# Unmasking the Deceit in the Gospel Fiction According to Paul Young with Attendant Ethical Concerns
The following pages summarize the beliefs of various authors who defend a form of universal reconciliation by denying the Biblical view of hell, judgment, the gospel, the role of faith in actualizing reconciliation for anyone, the nature of God, and the meaning of the local church and its mission. In recent years fictional writers expressing these views have become widely read.[1]
Paul Young’s The Shack (both the novel and the film) has out done all other fictions to sell such universalism. His earlier writing in 2004 is simply one of the more extended defenses of universal reconciliation (UR).[2] It provides the background and foundation for what his fiction unfolds. In the following pages I use Young’s 2004 defense to illustrate how detailed and far-reaching the case for UR can be. In refuting the arguments that Young makes I am refuting the arguments of other advocates of UR.

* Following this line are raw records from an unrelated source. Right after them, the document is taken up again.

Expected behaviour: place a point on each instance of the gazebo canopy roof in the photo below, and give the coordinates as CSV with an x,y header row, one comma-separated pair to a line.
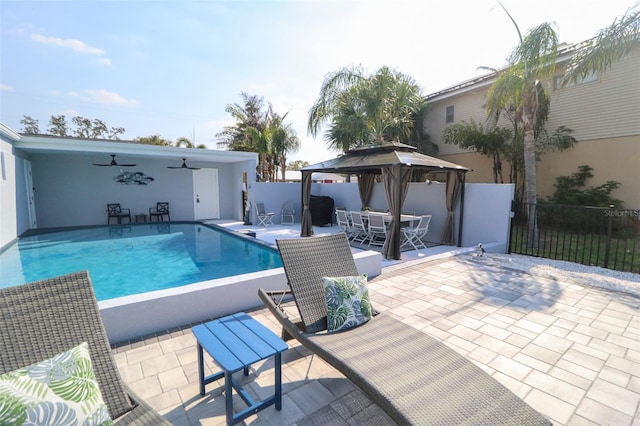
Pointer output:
x,y
372,158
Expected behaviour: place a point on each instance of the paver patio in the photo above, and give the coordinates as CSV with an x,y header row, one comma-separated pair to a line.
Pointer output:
x,y
570,351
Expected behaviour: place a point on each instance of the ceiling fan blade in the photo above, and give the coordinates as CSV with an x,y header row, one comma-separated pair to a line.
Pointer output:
x,y
114,163
183,166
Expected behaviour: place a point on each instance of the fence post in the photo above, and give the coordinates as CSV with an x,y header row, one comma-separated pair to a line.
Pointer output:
x,y
607,249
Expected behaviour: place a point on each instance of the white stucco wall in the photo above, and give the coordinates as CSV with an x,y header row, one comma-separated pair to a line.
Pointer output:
x,y
71,191
14,216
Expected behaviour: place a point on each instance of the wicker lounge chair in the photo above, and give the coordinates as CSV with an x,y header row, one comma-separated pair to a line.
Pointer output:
x,y
413,377
45,318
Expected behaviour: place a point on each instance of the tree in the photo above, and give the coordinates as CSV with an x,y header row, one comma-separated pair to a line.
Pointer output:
x,y
491,141
58,126
182,141
519,86
610,44
360,109
570,190
283,141
248,114
153,140
297,165
31,126
262,131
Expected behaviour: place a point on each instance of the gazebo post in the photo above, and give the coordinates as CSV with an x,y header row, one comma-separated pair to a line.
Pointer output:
x,y
463,177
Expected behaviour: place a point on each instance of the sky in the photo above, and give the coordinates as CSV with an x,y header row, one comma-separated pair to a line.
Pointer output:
x,y
170,68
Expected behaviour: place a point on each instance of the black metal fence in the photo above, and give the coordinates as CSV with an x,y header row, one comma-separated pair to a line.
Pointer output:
x,y
599,236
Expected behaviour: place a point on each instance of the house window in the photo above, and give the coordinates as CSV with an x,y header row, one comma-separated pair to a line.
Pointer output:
x,y
449,114
557,81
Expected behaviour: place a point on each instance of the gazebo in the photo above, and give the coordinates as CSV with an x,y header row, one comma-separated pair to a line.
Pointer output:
x,y
395,162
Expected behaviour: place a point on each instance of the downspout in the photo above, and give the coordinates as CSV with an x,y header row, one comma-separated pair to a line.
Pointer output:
x,y
464,175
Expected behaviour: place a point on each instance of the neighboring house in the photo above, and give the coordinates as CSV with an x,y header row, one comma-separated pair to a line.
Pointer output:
x,y
49,181
603,111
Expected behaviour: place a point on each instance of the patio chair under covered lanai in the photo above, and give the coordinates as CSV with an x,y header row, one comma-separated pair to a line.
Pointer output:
x,y
395,162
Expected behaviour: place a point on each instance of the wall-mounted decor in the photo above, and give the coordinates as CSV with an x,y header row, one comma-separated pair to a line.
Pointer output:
x,y
133,178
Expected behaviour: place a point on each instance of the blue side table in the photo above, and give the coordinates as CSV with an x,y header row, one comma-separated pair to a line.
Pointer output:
x,y
235,342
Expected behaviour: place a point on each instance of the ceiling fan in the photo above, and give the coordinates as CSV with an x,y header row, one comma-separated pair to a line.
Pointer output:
x,y
183,166
114,163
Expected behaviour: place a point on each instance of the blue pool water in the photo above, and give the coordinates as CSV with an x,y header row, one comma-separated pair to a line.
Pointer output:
x,y
126,260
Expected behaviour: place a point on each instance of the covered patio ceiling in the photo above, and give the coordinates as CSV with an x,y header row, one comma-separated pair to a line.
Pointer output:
x,y
395,162
70,146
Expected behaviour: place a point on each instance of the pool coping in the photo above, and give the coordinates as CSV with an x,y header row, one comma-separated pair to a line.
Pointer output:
x,y
132,317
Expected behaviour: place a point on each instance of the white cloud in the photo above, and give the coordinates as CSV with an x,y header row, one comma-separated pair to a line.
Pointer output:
x,y
105,97
68,43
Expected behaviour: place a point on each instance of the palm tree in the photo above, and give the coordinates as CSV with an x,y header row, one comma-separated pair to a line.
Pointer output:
x,y
487,140
262,131
283,141
247,115
519,87
361,109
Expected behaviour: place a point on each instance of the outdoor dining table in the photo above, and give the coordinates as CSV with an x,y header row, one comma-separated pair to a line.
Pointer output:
x,y
404,218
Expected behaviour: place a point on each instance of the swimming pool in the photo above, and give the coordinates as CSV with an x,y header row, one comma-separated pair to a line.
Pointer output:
x,y
125,260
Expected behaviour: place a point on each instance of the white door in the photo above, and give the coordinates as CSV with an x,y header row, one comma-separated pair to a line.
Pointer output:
x,y
31,200
205,194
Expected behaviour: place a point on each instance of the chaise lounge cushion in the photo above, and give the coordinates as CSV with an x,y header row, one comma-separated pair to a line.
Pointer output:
x,y
348,303
59,390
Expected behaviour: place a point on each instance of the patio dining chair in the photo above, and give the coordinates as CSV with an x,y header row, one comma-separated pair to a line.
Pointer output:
x,y
47,318
159,212
265,218
360,232
377,230
118,213
344,223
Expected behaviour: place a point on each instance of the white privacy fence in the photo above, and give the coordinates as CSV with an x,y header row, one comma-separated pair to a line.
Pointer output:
x,y
486,206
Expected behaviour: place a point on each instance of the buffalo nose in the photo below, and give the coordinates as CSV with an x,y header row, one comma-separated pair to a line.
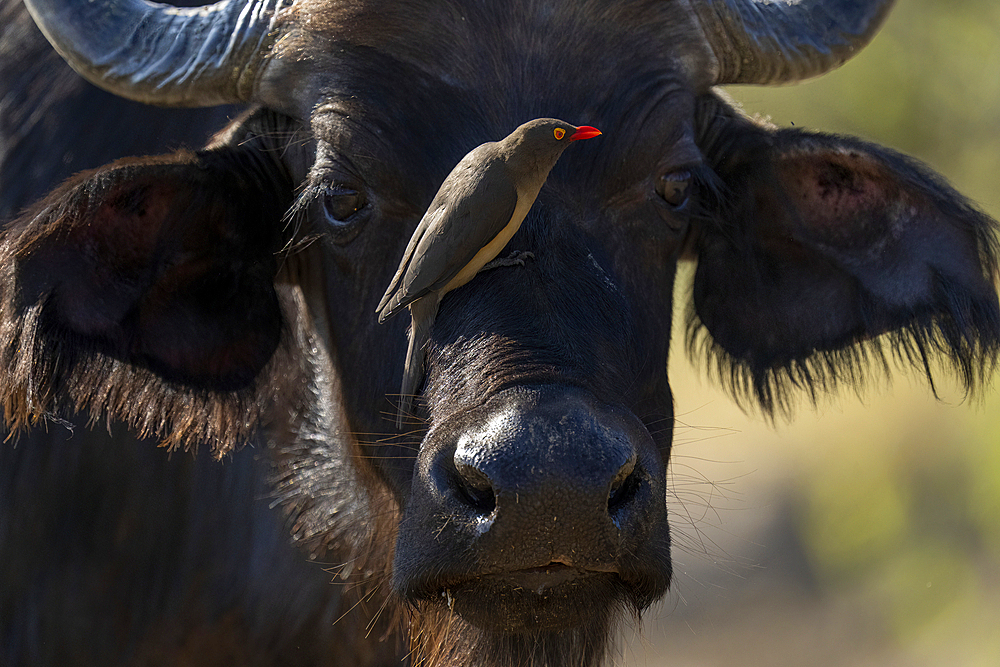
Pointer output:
x,y
599,470
555,469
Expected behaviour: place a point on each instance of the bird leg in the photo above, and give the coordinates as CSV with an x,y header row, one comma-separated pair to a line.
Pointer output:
x,y
516,258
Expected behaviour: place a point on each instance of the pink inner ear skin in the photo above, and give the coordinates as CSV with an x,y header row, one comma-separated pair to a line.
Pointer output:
x,y
844,200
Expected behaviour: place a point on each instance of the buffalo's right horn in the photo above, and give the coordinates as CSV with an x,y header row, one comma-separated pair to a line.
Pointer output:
x,y
781,41
159,54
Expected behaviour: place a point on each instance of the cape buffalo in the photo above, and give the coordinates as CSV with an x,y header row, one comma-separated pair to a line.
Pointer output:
x,y
225,297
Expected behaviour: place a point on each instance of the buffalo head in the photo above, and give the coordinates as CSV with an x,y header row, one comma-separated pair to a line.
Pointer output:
x,y
521,513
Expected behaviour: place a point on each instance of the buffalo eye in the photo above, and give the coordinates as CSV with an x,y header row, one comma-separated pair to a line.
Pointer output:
x,y
675,187
341,203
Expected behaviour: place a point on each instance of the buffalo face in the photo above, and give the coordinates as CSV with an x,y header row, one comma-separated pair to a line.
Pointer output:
x,y
523,515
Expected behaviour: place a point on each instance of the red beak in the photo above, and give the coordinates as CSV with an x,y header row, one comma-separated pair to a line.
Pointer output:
x,y
584,132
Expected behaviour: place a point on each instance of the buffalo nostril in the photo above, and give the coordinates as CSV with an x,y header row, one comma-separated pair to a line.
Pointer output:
x,y
624,485
475,488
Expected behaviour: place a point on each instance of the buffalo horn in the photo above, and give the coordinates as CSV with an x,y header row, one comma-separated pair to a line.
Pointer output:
x,y
780,41
160,54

Much of Young’s case for UR rests on a distortion of what Christians believe, on imperfect and incomplete interpretation of the Bible, on appeals to emotion and the senses, and on an incomplete, even false, understanding of early church history. In the following pages I take up the strongest arguments.
Some of what Young has written borders on the slander, blasphemy, of the God of the Bible and the Lord Jesus Christ. Almost all of it is heresy. Christians everywhere should feel angered as they read Young’s reasoning that betrays a demonic spirit. In truth, Paul Young is an anarchist, a terrorist, and demonic in the positions he takes. More about this at the end.
[1] I’m thinking here of Paul Young’s The Shack, Brian McLaren’s The Last Word and the Word After That, and Rob Bell’s Love Wins. I find that these authors express surprisingly similar beliefs.
[2] In his “Universal Reconciliation.” I have known Paul Young for over two decades and have a copy of this 2004 paper which I heard Paul present to a forum we co-founded in the late 1990’s.